Google’s “right to be forgotten” form is here.
Removing a link in Google’s search results, it should be noted, does not actually remove the page from the Internet. The search giant is worried that the ability to do so could be abused, for instance, by people who did not like the way they were portrayed in news stories.
Google asks people to explain why a URL contains information that is “irrelevant, outdated, or otherwise inappropriate.” It also asks for “a clear, readable copy of your valid driver’s license, national ID card, or other photo ID” to verify that impersonators aren’t using the form.
If a request seems valid, Google will remove the link from search results pages and post a notice that indicates the request was made, just as it does for copyright takedown requests.

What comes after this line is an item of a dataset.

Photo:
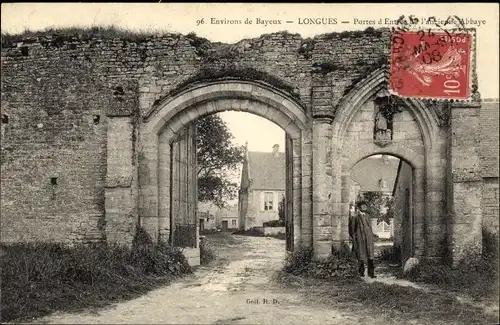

Google CEO Larry Page told the Financial Times that he regretted having not gotten more involved in the public debate in Europe around the issue. “That’s one of the things we’ve taken from this, that we’re starting the process of really going and talking to people,” he said.
Other Google executives have been less generous in their comments about the right to be forgotten. “I wish we could just forget the ruling,” said Google co-founder Sergey Brin at our Code Conference this week. Previously, Google executive chairman Eric Schmidt had commented, “You have a collision between a ‘right to be forgotten’ and a right to know,” he said. “From Google’s perspective, that’s a balance. Google believes, looking at the decision, which is binding, that the balance that was struck was wrong.”
Google said it was establishing an international committee to evaluate larger questions around requests to “be forgotten,” which will only be accepted when they are submitted by Europeans. Outside members include Frank La Rue, U.N. Special Rapporteur on the Promotion and Protection of the Right to Freedom of Opinion and Expression; Peggy Valcke, Director, University of Leuven law school; Jose Luis Piñar, former Spanish DPA; Jimmy Wales, the co-founder of Wikipedia; and Luciano Floridi, information ethics philosopher at Oxford Internet Institute.
Even without a form, Google has already received thousands of requests to remove results over the past few weeks, said a company spokesperson.